DRI, ED set to probe Adani Group for allegedly over-valuing power equipment imports...

 

DRI, ED set to probe Adani Group for allegedly over-valuing power equipment imports...

The oilseeds-to-ports Adani Group has come under the scanner of India's revenue intelligence agency as well as the Enforcement Directorate.

The Mumbai unit of the Directorate of Revenue Intelligence (DRI) has formally opened a case for alleged 'over-valuation' of capital equipment for power projects against the Gujarat-based group, widely regarded as close to Narendra Modi, BJP's prime ministerial candidate.

The agency is "investigating gross overvaluation of import of equipment and machinery by various entities of Adani Group from a UAE-based intermediary", according to an internal DRI report compiled in December.

"An amount of Rs 2,322.75 crore has been siphoned off abroad by Adani Group by resorting to over-valuation of imports in the name of various group firms," the report says.

"The companies being investigated for over-valuation of imports are PMC Projects (India), Adani Enterprises Limited, Adani Renewable Energy, Adani Hazira Port Pvt Ltd, Adani International Container Terminal Pvt Ltd and Adani Vizag Coal Terminal Pvt ltd," says the report.
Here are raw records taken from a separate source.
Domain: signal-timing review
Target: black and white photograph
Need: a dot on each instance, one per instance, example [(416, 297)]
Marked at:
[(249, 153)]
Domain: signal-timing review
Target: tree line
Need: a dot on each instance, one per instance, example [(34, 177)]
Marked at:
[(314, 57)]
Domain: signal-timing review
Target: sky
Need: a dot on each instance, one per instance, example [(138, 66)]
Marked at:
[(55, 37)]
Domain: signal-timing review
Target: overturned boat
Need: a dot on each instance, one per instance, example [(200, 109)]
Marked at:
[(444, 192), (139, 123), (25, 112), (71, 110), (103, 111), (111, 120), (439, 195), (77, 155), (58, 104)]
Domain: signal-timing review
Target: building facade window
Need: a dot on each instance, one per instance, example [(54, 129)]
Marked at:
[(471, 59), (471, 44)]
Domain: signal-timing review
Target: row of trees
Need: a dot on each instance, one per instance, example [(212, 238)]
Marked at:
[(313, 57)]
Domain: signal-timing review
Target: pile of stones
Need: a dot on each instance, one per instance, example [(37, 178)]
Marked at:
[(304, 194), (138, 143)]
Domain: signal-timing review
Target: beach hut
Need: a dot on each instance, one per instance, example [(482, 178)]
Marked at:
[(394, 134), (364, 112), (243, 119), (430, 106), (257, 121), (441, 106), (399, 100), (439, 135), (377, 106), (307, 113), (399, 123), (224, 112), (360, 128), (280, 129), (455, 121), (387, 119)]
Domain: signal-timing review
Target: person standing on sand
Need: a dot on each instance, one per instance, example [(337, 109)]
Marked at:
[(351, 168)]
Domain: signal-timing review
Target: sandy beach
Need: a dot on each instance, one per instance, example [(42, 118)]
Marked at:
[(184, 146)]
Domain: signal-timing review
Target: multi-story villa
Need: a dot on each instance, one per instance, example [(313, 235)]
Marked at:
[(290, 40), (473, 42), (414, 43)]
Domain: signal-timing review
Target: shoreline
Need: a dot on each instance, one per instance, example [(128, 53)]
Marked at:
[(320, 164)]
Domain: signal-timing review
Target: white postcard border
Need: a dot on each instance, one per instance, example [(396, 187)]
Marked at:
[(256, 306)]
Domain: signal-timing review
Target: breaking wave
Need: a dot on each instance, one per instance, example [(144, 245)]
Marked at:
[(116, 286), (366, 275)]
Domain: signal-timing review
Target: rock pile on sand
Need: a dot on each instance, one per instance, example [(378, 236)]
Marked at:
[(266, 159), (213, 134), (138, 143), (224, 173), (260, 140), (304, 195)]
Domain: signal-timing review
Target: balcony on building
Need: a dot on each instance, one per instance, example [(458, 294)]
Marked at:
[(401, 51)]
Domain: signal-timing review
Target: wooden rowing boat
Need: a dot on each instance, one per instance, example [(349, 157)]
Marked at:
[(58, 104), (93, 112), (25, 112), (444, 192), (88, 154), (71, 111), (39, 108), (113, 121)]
The Directorate of Revenue Intelligence has summoned Vinod Shantilal Adani as well two Dubai-based individuals, Mitesh Dani and Jatin Shah.

"The Adani Group and its firms have not declared the correct value of imports and a show-cause notice is being issued under Sections 111 and 113 of the Customs Act, 1962. All top officials, including the Adanis themselves, will be questioned," said a top DRI officer.

The Adani Group declined to respond to a detailed questionnaire. But a person close to the business house claimed it was the victim of a "witch-hunt" being conducted by the Congress-led UPA government against businessmen seen as close to Modi. "We are facing extraordinary harassment. Old cases are being opened up and notices are being sent on a daily basis. In the DRI matter, no formal notice has come so far," said the person close to the group. In November 2013, the Central Board of Excise & Customs (CBEC) had reminded the Directorate General of Foreign Trade, part of the commerce ministry, to cancel import duty benefits issued to the Adani Group in 2004.

These benefits — essentially the right to import at concessional rates — were issued under the Target Plus Scheme, an export incentive which has since been discontinued. The person close to the Adani Group referred to CBEC's reminder as an example of old cases being revived.A number of DRI officials strongly defended their investigation, claiming to have unearthed substantial evidence of what they referred to as "money-laundering" by way of over-valuation of imports.

They conceded, however, that the probe was being monitored at senior levels of the government. In July 2013, CBEC, under the finance ministry, had rejected a proposal from Adani Ports and Special Economic Zone Limited to install container scanners at its own cost for conducting customs operations at Mundra Port, India's largest private port which is promoted by the Adani Group.